The clearest and most obvious sign that a civilisation is approaching its richly deserved destruction can be seen when it fails to acknowledge those who fought, bled, and died for it. No society, no matter how rich or free or strong, will stay that way if it fails to give respect to those who gave their all in war so that their descendants could live in peace.

It is only through giving that respect, acknowledging those sacrifices, and thereby inspiring future generations of men to understand that "the noblest fate a man can endure is to place his own mortal body between his loved home and war's desolation", that a free society remains so.

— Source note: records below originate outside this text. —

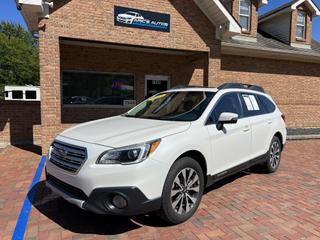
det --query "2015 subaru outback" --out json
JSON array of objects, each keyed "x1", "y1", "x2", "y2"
[{"x1": 46, "y1": 84, "x2": 286, "y2": 224}]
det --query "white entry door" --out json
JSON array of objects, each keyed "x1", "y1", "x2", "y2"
[{"x1": 144, "y1": 75, "x2": 170, "y2": 98}]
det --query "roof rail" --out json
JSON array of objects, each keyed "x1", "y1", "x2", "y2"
[
  {"x1": 169, "y1": 85, "x2": 207, "y2": 90},
  {"x1": 218, "y1": 83, "x2": 265, "y2": 93}
]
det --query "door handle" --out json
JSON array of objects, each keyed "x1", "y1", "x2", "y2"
[{"x1": 242, "y1": 126, "x2": 250, "y2": 132}]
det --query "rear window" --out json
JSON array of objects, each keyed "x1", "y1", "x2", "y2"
[
  {"x1": 258, "y1": 95, "x2": 276, "y2": 113},
  {"x1": 240, "y1": 93, "x2": 267, "y2": 117}
]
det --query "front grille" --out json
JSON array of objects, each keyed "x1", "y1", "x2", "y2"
[
  {"x1": 47, "y1": 174, "x2": 88, "y2": 201},
  {"x1": 50, "y1": 141, "x2": 87, "y2": 173}
]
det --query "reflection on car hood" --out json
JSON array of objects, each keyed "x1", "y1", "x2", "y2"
[{"x1": 60, "y1": 116, "x2": 191, "y2": 147}]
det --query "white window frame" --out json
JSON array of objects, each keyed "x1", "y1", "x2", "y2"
[
  {"x1": 239, "y1": 0, "x2": 252, "y2": 32},
  {"x1": 296, "y1": 10, "x2": 307, "y2": 39},
  {"x1": 222, "y1": 0, "x2": 233, "y2": 15}
]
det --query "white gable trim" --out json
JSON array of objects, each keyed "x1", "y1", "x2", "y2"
[
  {"x1": 193, "y1": 0, "x2": 241, "y2": 38},
  {"x1": 291, "y1": 0, "x2": 320, "y2": 16}
]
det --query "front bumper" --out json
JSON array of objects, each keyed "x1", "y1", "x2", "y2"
[{"x1": 46, "y1": 171, "x2": 161, "y2": 216}]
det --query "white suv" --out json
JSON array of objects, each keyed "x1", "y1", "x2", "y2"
[{"x1": 46, "y1": 84, "x2": 286, "y2": 224}]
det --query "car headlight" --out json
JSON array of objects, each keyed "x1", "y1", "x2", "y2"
[{"x1": 97, "y1": 139, "x2": 161, "y2": 164}]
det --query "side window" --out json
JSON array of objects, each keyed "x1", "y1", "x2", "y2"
[
  {"x1": 258, "y1": 95, "x2": 276, "y2": 113},
  {"x1": 211, "y1": 93, "x2": 242, "y2": 123},
  {"x1": 240, "y1": 93, "x2": 267, "y2": 117}
]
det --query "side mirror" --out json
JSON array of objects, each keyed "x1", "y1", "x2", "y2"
[{"x1": 217, "y1": 112, "x2": 239, "y2": 130}]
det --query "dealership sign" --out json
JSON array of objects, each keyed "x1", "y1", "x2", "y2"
[{"x1": 114, "y1": 6, "x2": 170, "y2": 32}]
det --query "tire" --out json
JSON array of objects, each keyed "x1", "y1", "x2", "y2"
[
  {"x1": 159, "y1": 157, "x2": 204, "y2": 224},
  {"x1": 263, "y1": 136, "x2": 282, "y2": 173}
]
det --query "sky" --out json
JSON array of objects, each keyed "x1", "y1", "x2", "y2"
[{"x1": 0, "y1": 0, "x2": 320, "y2": 41}]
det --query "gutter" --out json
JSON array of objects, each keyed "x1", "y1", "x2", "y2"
[{"x1": 221, "y1": 42, "x2": 320, "y2": 63}]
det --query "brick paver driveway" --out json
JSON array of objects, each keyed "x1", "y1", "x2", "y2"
[{"x1": 0, "y1": 140, "x2": 320, "y2": 239}]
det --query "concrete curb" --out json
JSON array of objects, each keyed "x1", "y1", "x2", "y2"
[{"x1": 287, "y1": 134, "x2": 320, "y2": 140}]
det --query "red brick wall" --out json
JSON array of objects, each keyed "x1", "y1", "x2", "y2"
[
  {"x1": 39, "y1": 0, "x2": 216, "y2": 152},
  {"x1": 216, "y1": 55, "x2": 320, "y2": 128},
  {"x1": 0, "y1": 101, "x2": 41, "y2": 146}
]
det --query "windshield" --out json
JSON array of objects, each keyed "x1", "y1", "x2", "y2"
[
  {"x1": 124, "y1": 91, "x2": 215, "y2": 121},
  {"x1": 126, "y1": 12, "x2": 138, "y2": 16}
]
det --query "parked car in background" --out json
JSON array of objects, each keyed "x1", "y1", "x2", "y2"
[{"x1": 46, "y1": 84, "x2": 287, "y2": 224}]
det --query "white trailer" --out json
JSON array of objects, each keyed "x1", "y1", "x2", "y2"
[{"x1": 4, "y1": 86, "x2": 40, "y2": 101}]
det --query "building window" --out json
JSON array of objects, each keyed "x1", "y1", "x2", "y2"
[
  {"x1": 62, "y1": 71, "x2": 134, "y2": 106},
  {"x1": 222, "y1": 0, "x2": 233, "y2": 14},
  {"x1": 296, "y1": 11, "x2": 306, "y2": 39},
  {"x1": 240, "y1": 0, "x2": 251, "y2": 31},
  {"x1": 12, "y1": 91, "x2": 23, "y2": 99},
  {"x1": 26, "y1": 90, "x2": 37, "y2": 99}
]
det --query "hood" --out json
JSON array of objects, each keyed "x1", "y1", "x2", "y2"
[{"x1": 60, "y1": 116, "x2": 191, "y2": 147}]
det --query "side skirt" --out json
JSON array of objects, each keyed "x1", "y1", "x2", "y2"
[{"x1": 206, "y1": 151, "x2": 269, "y2": 187}]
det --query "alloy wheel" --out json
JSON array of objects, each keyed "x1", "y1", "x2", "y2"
[
  {"x1": 270, "y1": 141, "x2": 281, "y2": 169},
  {"x1": 170, "y1": 168, "x2": 200, "y2": 214}
]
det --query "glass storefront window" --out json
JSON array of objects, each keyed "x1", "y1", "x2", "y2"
[{"x1": 62, "y1": 71, "x2": 134, "y2": 106}]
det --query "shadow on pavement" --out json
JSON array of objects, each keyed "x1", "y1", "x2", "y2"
[
  {"x1": 28, "y1": 181, "x2": 166, "y2": 235},
  {"x1": 28, "y1": 170, "x2": 255, "y2": 235}
]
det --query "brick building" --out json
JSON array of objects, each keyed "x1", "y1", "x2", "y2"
[{"x1": 10, "y1": 0, "x2": 320, "y2": 152}]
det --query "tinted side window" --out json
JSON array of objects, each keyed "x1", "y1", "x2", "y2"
[
  {"x1": 211, "y1": 93, "x2": 242, "y2": 123},
  {"x1": 258, "y1": 95, "x2": 276, "y2": 113},
  {"x1": 240, "y1": 93, "x2": 267, "y2": 117}
]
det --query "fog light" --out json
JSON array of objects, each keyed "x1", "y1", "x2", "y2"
[{"x1": 112, "y1": 195, "x2": 128, "y2": 209}]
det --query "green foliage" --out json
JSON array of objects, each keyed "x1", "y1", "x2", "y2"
[{"x1": 0, "y1": 22, "x2": 39, "y2": 98}]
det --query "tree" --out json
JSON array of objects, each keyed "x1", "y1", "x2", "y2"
[{"x1": 0, "y1": 22, "x2": 39, "y2": 98}]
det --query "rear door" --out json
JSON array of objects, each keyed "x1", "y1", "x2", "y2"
[
  {"x1": 206, "y1": 92, "x2": 251, "y2": 173},
  {"x1": 240, "y1": 93, "x2": 273, "y2": 159}
]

It has become trite and gauche to utter the words, "Freedom is not free". But it remains true nonetheless, and no amount of fashionable self-loathing can change this. Freedom - this celestial, Divinely-ordained gift given to you and me - requires many, far too many, of us to pay its price. That is how it must be - for ultimate cost is and must always be traded for perfect value.

HAIL the victorious dead!


  1. Well said. We forget too much.

  2. Today's an historic day, of course; I am sure everyone knows that. No, no, not because of D Day but because of what happened 50 years afterwards. Surely you can recall, if you'll just think about it a bit...Bill Clinton...pensively walking the dunes where better men by far then he gave their lives. There; I knew you would remember it.
    Do you know what Bill was thinking? I'm pretty sure I do:
    "Shazzam! If only Ah'd a been alahve and o age back then, just think a all dem widew women I coulda _comforted_...."

    (I wrote that years ago and continue to post it every place where it seems appropriate...or amusing.)